## 1. Load the data

In [75]:
import graphlab as gl

In [76]:
sales = gl.SFrame('../data/kc_house_data.gl/')

## 2. Split into training data and testing data

In [5]:
train_data, test_data = sales.random_split(.8, seed=0)

17384

## 3. A generic function that returns Simple Linear Regression parameters (slope and intercept)


    numerator = (sum of X*Y) - (1/N)*((sum of X) * (sum of Y))
    denominator = (sum of X^2) - (1/N)*((sum of X) * (sum of X))

    slope = numerator/denominator
    intercept = (mean of Y) - slope * (mean of X)

In [82]:
def simple_linear_regression(input_feature, output):
    x = input_feature
    y = output
    n = len(input_feature)
    
    xandysum = (x*y).sum()
    xsum = x.sum()
    ysum = y.sum()
    xsquaresum = (x*x).sum()
    xandxsum = ((x.sum()) * (x.sum()))
    
    numerator = (xandysum - ((ysum*xsum)/n))
    denominator = (xsquaresum - (xandxsum/n))
    
    slope = numerator/denominator
    
    ymean = y.mean()
    xmean = x.mean()
    intercept = (ymean - slope*xmean)
    return(intercept, slope)

## 4. Using simple_linear_regression to calculate the estimated slope and intercept on the training data to predict ‘price’ given ‘sqft_living’.

In [83]:
input_feature = train_data['sqft_living']
output = train_data['price']
squarefeet_intercept, sqaurefeet_slope = simple_linear_regression(input_feature, output) 
print(sqaurefeet_slope, squarefeet_intercept)
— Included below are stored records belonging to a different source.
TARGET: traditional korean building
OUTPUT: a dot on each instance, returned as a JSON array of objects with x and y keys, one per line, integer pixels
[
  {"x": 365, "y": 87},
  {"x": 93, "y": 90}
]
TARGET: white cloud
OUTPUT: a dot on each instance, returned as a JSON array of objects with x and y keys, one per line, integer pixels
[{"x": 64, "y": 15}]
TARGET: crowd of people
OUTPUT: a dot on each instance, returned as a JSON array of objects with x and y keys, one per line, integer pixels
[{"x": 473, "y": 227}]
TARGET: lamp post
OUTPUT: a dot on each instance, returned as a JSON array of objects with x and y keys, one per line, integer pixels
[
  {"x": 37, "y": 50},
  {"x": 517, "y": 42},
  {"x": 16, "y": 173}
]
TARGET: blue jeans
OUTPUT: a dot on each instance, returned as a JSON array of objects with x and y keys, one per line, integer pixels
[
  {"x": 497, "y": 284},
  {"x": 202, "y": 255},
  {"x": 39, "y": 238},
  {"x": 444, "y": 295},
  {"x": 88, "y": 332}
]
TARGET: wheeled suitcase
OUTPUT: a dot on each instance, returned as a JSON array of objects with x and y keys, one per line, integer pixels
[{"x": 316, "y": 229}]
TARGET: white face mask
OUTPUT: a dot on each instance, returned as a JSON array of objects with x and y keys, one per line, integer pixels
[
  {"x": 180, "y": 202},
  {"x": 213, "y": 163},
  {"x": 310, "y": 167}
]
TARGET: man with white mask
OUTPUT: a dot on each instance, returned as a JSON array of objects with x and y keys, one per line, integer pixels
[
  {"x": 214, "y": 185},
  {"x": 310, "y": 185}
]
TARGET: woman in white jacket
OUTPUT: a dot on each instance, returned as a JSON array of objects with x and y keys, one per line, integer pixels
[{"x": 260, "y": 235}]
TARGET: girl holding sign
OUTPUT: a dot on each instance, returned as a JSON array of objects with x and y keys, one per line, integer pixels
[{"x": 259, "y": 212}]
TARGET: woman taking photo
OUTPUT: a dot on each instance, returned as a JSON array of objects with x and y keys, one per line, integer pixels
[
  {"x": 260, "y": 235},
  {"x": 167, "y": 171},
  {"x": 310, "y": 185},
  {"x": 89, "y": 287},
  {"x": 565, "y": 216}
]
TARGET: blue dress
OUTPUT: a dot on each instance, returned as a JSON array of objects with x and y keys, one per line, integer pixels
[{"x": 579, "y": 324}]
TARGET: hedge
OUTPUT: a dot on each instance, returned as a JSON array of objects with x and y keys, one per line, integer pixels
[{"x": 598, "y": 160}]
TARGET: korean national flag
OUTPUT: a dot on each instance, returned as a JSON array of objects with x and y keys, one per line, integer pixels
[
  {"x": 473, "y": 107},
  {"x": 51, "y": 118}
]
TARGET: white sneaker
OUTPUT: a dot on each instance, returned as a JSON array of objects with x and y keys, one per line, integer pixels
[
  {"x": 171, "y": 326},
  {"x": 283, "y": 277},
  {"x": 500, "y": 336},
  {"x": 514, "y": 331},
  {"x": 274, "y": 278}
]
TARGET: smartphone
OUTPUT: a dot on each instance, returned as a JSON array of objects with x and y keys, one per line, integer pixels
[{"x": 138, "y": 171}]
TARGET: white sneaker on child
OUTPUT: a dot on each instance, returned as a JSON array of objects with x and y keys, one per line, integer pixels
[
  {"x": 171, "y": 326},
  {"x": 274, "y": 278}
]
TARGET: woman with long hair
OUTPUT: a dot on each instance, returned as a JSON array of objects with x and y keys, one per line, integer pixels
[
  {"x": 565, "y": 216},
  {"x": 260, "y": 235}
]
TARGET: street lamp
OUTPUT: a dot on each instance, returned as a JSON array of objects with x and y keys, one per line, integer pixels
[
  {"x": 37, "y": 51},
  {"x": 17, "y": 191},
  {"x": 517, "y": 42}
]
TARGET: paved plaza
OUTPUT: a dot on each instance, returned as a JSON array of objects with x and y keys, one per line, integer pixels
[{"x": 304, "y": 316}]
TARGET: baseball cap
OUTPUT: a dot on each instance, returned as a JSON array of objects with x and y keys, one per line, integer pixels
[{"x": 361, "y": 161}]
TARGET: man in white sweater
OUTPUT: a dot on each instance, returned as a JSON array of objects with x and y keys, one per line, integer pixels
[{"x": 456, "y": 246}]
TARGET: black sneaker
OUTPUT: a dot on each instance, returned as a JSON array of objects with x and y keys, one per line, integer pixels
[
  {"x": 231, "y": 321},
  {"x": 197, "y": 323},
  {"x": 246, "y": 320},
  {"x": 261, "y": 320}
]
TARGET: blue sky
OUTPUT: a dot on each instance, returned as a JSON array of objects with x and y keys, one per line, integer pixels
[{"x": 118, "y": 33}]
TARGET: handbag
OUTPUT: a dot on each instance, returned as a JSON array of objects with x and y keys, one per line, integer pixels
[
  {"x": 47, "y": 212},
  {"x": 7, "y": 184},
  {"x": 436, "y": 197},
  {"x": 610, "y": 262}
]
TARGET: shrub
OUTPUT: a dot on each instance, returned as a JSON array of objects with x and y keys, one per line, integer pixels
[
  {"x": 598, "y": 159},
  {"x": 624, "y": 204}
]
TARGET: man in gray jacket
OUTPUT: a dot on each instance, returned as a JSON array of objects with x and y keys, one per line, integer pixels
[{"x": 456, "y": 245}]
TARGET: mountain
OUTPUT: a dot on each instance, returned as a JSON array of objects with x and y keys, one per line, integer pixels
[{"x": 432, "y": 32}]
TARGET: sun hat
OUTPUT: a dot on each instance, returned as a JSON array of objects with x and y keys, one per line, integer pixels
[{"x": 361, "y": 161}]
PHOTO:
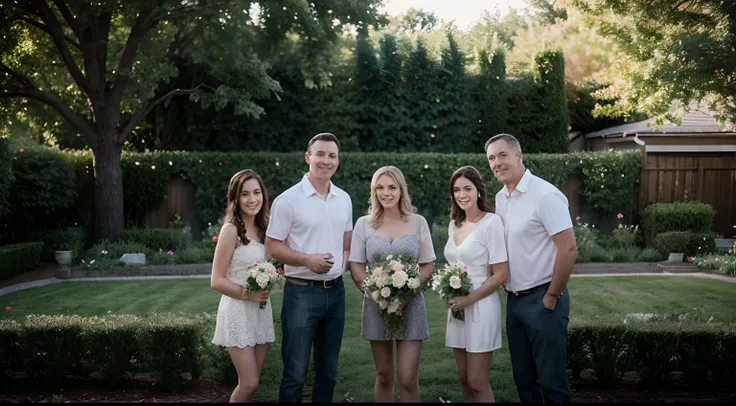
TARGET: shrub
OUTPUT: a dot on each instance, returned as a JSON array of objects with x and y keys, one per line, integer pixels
[
  {"x": 678, "y": 216},
  {"x": 105, "y": 250},
  {"x": 53, "y": 348},
  {"x": 19, "y": 258},
  {"x": 61, "y": 239},
  {"x": 686, "y": 242},
  {"x": 654, "y": 349}
]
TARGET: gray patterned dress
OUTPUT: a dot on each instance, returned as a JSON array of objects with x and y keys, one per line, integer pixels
[{"x": 370, "y": 246}]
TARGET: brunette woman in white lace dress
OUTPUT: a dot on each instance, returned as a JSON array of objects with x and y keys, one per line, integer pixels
[
  {"x": 477, "y": 242},
  {"x": 242, "y": 326}
]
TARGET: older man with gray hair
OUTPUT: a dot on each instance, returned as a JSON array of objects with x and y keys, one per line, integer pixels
[{"x": 541, "y": 251}]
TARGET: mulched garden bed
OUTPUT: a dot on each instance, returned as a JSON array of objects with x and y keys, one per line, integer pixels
[{"x": 207, "y": 390}]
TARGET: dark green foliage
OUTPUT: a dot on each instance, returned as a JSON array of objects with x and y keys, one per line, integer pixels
[
  {"x": 54, "y": 348},
  {"x": 6, "y": 175},
  {"x": 43, "y": 192},
  {"x": 686, "y": 242},
  {"x": 677, "y": 216},
  {"x": 654, "y": 349},
  {"x": 492, "y": 95},
  {"x": 19, "y": 258},
  {"x": 60, "y": 239}
]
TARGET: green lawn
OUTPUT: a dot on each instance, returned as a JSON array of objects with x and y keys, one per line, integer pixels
[{"x": 590, "y": 297}]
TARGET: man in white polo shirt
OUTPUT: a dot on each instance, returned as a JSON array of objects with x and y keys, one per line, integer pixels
[
  {"x": 309, "y": 231},
  {"x": 541, "y": 251}
]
(281.9588385676974, -47116.07657494047)


## 5. Function that predicts the output based on ‘input_feature’, the ‘slope’, and the ‘intercept’

In [84]:
def get_regression_predictions(input_feature, intercept, slope):
    predicted_output = slope*input_feature + intercept
    return (predicted_output)

## 6. Quiz Question: Using your Slope and Intercept from (4), What is the predicted price for a house with 2650 sqft?

In [85]:
get_regression_predictions(2650, squarefeet_intercept, sqaurefeet_slope)

700074.8456294576

## 7. Function that calculates RSS.

    RSS = Sum of all ((Actual Output - Predicted Output)**2)

In [86]:
def get_residual_sum_of_squares(input_feature, output, intercept,slope):
    prediction = get_regression_predictions(input_feature, intercept, slope)
    RSS = ((output-prediction)**2).sum()
    return(RSS)

## 8. Quiz Question: According to this function and the slope and intercept from (4) What is the RSS for the simple linear regression using squarefeet to predict prices on TRAINING data?

In [87]:
get_residual_sum_of_squares(input_feature, output, squarefeet_intercept, sqaurefeet_slope)

1201918356321967.5

## 9. Calculating input from given output (inverse regression)

In [88]:
def inverse_regression_predictions(output, intercept, slope):
    estimated_input = (output - intercept)/slope
    return(estimated_input)

##  10. Quiz Question: According to this function and the regression slope and intercept from (3) what is the estimated square-feet for a house costing $800,000?

In [89]:
inverse_regression_predictions(800000, squarefeet_intercept, sqaurefeet_slope)

3004.3962476159463

## 11. Instead of using ‘sqft_living’ to estimate prices we could use ‘bedrooms’ (a count of the number of bedrooms in the house) to estimate prices. Using your function from (3) calculate the Simple Linear Regression slope and intercept for estimating price based on bedrooms.

In [90]:
input_feature_bed = train_data['bedrooms']
output = train_data['price']
bedroom_intercept, bedroom_slope = simple_linear_regression(input_feature_bed, output) 
print(bedroom_intercept, bedroom_slope)

(109473.18046928692, 127588.95217458377)


## 12. Now that we have 2 different models compute the RSS from BOTH models on TEST data.

In [91]:
get_residual_sum_of_squares(test_data['sqft_living'], test_data['price'], squarefeet_intercept, sqaurefeet_slope)

275402936247141.3

In [92]:
get_residual_sum_of_squares(test_data['bedrooms'], test_data['price'], bedroom_intercept, bedroom_slope)

493364582868287.8

## 13. Quiz Question: Which model (square feet or bedrooms) has lowest RSS on TEST data? Think about why this might be the case.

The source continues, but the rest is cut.